While it might sound beside the point (how can a smile be a part of a workout?), it's actually *entirely* the point. Smiling when you're doing something difficult is a game changer. For instance, Lyell is known for forcing himself to smile at Heavy's. He's not a natural smiler, and way back in the early day of PATHFINDER, he discovered that smiling made whatever awful thing he was doing a lot easier.

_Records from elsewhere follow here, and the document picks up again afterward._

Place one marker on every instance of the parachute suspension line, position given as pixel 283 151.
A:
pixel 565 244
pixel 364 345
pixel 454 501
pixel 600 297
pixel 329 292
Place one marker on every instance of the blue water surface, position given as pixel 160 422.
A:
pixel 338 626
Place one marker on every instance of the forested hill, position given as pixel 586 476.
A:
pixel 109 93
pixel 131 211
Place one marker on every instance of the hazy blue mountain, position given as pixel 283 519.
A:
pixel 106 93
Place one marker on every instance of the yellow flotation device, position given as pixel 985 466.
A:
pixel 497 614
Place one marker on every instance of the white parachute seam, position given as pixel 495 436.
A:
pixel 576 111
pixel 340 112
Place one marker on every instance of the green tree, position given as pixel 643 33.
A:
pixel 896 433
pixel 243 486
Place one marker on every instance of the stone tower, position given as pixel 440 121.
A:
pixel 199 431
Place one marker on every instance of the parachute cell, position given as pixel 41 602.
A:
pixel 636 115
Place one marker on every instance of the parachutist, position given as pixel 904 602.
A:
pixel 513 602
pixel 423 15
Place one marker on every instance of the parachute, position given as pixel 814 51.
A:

Also, it's the holiday season, and this is a great time for themed workout (in name only, though!).
REMINDER:
- Soft count: 1, 2, 3, 4 ...
- Hard count: 1,1, 2, 2, 3, 3, 4, 4...
- Each Side: Do all reps on one side before switching to complete all reps on the other side.
WARM UP
10 x reps | Bird Dogs | |
10 x reps | Hand Cross-Overs | HARD COUNT |
10 x reps | Walking Knee to Chests | HARD COUNT |
WORKOUT x 3 ROUNDS
5 x reps | DB* Squat Thrusts | PLACE |
10 x reps | KB* Swings | |
15 x reps | Stationary Reverse Lunges | SOFT COUNT |
15 x reps | DB Rolling Triceps Extension** | |
10 x reps | DB Step Ups*** | SOFT COUNT |
5 x reps | DB* Push Press |
*The noted equipment is only a suggestions. You may use a dumbbell (DB), kettlebell (KB) or your ruck, for every exercise. The cues to proper exercise form are identical regardless of weight type.
** This exercise can be done holding your ruck horizontally across your body, one hand on the top of the ruck, the other on the bottom.
*** A step-up can be done with a stair, step, or an exercise step, box, or bench. You may hold your ruck if preferred. To modify, perform as a bodyweight exercise.